Using the linear operator to check for time invariance of a differential equation?

I have a differential equation $$\frac{d^2y(t)}{dt^2}+y(t) = \frac{dx(t)}{dt} + x^2(t)$$ and I need to see if this system with input $x(t)$ and output $y(t)$ is time invariant and linear. I tried to break up the equation by substituting a linear operator D as the derivative.

So I get: $$y(t) = \frac{Dx(t)+x^2(t)}{D^2 + 1}$$

But the problem is, this equation is meaningless since you are dividing by the derivative operator. However, mathematically, it works out, so can I get $y(t)$ in this form and test for linearity or time invariance using this method?

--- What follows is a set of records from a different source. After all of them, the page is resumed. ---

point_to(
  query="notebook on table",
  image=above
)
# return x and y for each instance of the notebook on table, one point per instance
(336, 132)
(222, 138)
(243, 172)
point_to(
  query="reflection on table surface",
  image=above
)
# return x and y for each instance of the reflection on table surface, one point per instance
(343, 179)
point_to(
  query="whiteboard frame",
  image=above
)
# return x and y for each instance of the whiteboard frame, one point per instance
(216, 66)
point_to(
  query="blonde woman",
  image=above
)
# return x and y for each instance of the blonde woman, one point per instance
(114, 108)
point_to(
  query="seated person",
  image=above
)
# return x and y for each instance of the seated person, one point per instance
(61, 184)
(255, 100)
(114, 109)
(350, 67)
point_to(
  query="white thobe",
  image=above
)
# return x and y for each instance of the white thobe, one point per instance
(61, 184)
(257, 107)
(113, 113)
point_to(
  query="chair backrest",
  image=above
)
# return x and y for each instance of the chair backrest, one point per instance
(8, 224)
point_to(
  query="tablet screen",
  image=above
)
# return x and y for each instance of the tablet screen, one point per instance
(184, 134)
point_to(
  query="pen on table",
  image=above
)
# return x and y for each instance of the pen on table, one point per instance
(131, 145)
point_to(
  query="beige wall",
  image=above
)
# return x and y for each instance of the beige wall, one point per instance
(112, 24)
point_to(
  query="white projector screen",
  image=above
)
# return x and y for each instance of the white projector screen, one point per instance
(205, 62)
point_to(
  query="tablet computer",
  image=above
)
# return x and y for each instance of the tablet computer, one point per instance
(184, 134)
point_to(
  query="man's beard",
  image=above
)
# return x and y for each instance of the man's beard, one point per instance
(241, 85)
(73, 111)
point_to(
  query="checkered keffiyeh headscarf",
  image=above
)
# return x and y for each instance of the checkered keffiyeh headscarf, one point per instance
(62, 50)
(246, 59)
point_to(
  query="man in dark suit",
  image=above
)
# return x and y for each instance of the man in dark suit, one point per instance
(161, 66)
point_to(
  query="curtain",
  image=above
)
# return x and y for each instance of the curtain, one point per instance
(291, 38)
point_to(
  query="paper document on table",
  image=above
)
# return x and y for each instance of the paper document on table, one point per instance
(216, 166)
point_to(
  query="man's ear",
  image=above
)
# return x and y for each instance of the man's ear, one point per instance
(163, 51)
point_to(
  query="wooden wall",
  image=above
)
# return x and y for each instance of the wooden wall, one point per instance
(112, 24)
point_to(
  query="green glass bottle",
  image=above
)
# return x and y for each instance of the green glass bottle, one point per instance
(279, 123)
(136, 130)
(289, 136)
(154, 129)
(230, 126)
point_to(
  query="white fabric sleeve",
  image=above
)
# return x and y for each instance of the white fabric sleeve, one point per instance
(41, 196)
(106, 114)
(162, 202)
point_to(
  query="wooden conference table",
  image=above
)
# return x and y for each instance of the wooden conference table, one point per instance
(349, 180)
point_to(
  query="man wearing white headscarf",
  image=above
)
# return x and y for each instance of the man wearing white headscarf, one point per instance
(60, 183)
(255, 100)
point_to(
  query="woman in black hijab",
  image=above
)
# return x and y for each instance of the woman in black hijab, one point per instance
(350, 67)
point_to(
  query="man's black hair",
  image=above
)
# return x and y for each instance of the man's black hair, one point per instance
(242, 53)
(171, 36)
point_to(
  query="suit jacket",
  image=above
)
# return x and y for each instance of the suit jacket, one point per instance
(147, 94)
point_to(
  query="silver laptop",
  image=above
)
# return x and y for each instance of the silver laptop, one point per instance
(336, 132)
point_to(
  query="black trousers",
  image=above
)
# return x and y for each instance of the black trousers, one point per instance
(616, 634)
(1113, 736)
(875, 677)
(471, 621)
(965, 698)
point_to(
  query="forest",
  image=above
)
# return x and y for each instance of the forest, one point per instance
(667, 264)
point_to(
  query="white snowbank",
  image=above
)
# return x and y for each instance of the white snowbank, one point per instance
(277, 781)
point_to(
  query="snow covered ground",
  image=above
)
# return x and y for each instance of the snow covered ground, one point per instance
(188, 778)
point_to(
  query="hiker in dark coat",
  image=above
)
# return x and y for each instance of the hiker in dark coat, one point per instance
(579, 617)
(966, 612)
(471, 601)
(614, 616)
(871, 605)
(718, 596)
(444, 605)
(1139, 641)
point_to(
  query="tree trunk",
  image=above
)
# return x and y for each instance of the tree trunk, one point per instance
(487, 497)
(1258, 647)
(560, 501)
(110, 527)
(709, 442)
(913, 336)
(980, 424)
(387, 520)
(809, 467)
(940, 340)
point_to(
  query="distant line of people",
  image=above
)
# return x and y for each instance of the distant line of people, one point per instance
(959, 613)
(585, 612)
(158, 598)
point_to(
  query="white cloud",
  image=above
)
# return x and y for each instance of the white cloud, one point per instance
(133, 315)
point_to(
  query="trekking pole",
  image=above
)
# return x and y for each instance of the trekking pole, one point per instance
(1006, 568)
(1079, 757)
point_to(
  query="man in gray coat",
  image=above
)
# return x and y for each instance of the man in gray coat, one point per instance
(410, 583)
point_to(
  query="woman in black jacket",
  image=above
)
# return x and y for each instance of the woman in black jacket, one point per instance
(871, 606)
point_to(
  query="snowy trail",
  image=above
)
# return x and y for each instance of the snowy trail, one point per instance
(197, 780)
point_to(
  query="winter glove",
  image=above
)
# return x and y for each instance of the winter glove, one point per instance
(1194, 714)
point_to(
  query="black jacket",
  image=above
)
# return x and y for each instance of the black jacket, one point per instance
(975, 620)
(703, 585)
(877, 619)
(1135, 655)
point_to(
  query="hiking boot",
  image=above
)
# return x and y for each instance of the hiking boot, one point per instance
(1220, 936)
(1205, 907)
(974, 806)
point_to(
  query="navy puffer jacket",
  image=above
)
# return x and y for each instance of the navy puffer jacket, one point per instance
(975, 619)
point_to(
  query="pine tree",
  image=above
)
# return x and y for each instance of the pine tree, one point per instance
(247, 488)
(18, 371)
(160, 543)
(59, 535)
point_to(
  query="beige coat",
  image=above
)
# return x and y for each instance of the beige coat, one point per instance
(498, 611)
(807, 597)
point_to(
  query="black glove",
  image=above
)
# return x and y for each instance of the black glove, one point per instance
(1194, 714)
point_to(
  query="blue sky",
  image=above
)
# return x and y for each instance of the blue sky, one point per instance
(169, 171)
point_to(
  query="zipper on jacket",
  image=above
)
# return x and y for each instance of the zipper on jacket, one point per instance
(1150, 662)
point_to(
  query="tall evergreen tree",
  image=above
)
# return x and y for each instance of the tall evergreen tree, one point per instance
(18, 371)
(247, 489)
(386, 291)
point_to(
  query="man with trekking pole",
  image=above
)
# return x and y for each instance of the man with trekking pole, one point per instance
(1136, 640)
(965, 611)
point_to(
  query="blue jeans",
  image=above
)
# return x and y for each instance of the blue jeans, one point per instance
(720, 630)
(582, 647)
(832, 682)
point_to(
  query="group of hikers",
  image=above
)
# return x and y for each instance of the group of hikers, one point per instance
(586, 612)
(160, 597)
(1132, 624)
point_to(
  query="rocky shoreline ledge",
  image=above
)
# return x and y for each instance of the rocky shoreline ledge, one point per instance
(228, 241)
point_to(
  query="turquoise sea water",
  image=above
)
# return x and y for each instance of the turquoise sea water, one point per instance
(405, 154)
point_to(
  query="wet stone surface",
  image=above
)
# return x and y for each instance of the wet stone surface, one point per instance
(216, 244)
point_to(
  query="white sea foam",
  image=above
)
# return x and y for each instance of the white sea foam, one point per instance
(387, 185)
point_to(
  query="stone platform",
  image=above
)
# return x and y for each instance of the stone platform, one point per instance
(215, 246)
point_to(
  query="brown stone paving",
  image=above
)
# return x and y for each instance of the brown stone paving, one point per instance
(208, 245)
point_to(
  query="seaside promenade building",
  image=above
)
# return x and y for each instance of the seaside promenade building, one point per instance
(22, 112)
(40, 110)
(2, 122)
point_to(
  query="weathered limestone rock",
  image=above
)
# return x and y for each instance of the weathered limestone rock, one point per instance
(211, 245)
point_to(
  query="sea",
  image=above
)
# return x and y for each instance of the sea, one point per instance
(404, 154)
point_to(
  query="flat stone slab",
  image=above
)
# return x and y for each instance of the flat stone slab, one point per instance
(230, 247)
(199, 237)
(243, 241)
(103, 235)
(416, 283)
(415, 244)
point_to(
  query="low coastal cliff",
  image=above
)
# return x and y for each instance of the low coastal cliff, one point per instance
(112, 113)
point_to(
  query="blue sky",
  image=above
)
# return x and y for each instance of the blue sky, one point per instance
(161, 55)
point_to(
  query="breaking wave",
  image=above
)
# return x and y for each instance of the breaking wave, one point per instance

• I think you should play with some inputs and ouputs and shift them etc to see if you can also show the shift in the new output through the differential equation... Put some material on your work so that you may get better help. – Fat32 Feb 8 '17 at 0:00
• @Fat32 Perhaps there's a quick proof you know of? – Goldname Feb 8 '17 at 0:23

Let $y(t)=\mathcal{H}(x(t))$ describe the system by relating its input $x(t)$ to the output $y(t)$. Then, to check linearity simply check with $x(t)=1$ (i.e. a constant). You will see, that
$$\mathcal{H}(x(t)=1)+\mathcal{H}(x(t)=1)\neq \mathcal{H}(x(t)=1+1)$$
which is one requirement for the linearity. So, the system is non-linear. Actually, you can immediately see this from the fact that $x(t)$ counts quadratically, which is a non-linear relation.
Regarding time-invariance, you see that the time-argument is the same for all functions and the time-value is not used in the equation itself (such as $t\cdot x(t)$ would ne not time-invariant). So, the system is time-invariant.